Mel Gorman
2015-04-21 10:50:02 UTC
If a PTE is unmapped and it's dirty then it was writable recently. Due
to deferred TLB flushing, it's best to assume a writable TLB cache entry
exists. With that assumption, the TLB must be flushed before any IO can
start or the page is freed to avoid lost writes or data corruption. Prior
to this patch, such PFNs were simply flushed immediately. In this patch,
the caller is informed that such entries potentially exist and it's up to
the caller to flush before pages are freed or IO can start.
Signed-off-by: Mel Gorman <***@suse.de>
---
include/linux/rmap.h | 10 ++++++----
mm/rmap.c | 55 ++++++++++++++++++++++++++++++++++++++--------------
mm/vmscan.c | 9 ++++++++-
3 files changed, 54 insertions(+), 20 deletions(-)

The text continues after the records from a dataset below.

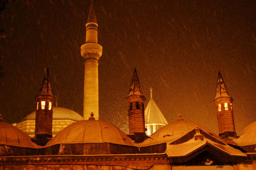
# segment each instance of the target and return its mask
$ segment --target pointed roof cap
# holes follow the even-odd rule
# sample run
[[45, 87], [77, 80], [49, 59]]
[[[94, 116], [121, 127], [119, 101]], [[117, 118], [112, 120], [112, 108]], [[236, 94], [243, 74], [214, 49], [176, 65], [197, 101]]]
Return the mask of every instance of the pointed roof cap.
[[91, 5], [90, 6], [89, 15], [87, 18], [87, 22], [95, 22], [97, 23], [95, 11], [93, 8], [93, 1], [91, 1]]
[[143, 96], [141, 88], [140, 87], [139, 78], [138, 77], [138, 73], [136, 69], [134, 69], [133, 73], [132, 80], [130, 87], [130, 90], [129, 91], [128, 96], [132, 94]]
[[226, 85], [225, 85], [223, 78], [219, 71], [217, 79], [217, 87], [215, 98], [214, 100], [220, 97], [228, 97], [230, 96], [228, 94], [228, 90], [227, 89]]
[[51, 86], [51, 79], [49, 69], [47, 69], [45, 77], [43, 80], [40, 93], [38, 95], [49, 95], [53, 96], [52, 87]]
[[[150, 88], [150, 94], [152, 95], [152, 89]], [[168, 124], [166, 120], [153, 100], [153, 97], [152, 96], [145, 110], [145, 117], [146, 119], [146, 124]]]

diff --git a/include/linux/rmap.h b/include/linux/rmap.h
index 8d23914b219e..5bbaec19cb21 100644
--- a/include/linux/rmap.h
+++ b/include/linux/rmap.h
@@ -290,9 +290,11 @@ static inline int page_mkclean(struct page *page)
/*
* Return values of try_to_unmap
*/
-#define SWAP_SUCCESS 0
-#define SWAP_AGAIN 1
-#define SWAP_FAIL 2
-#define SWAP_MLOCK 3
+#define SWAP_SUCCESS 0
+#define SWAP_SUCCESS_CACHED 1
+#define SWAP_AGAIN 2
+#define SWAP_AGAIN_CACHED 3
+#define SWAP_FAIL 4
+#define SWAP_MLOCK 5
#endif /* _LINUX_RMAP_H */
diff --git a/mm/rmap.c b/mm/rmap.c
index c5badb6c72c9..dcf1df16bf4d 100644
--- a/mm/rmap.c
+++ b/mm/rmap.c
@@ -1262,6 +1262,7 @@ static int try_to_unmap_one(struct page *page, struct vm_area_struct *vma,
spinlock_t *ptl;
int ret = SWAP_AGAIN;
bool deferred;
+ bool dirty_cached = false;
enum ttu_flags flags = (enum ttu_flags)arg;
pte = page_check_address(page, mm, address, &ptl, 0);
@@ -1309,12 +1310,13 @@ static int try_to_unmap_one(struct page *page, struct vm_area_struct *vma,
if (pte_dirty(pteval)) {
/*
* If the PTE was dirty then it's best to assume it's writable.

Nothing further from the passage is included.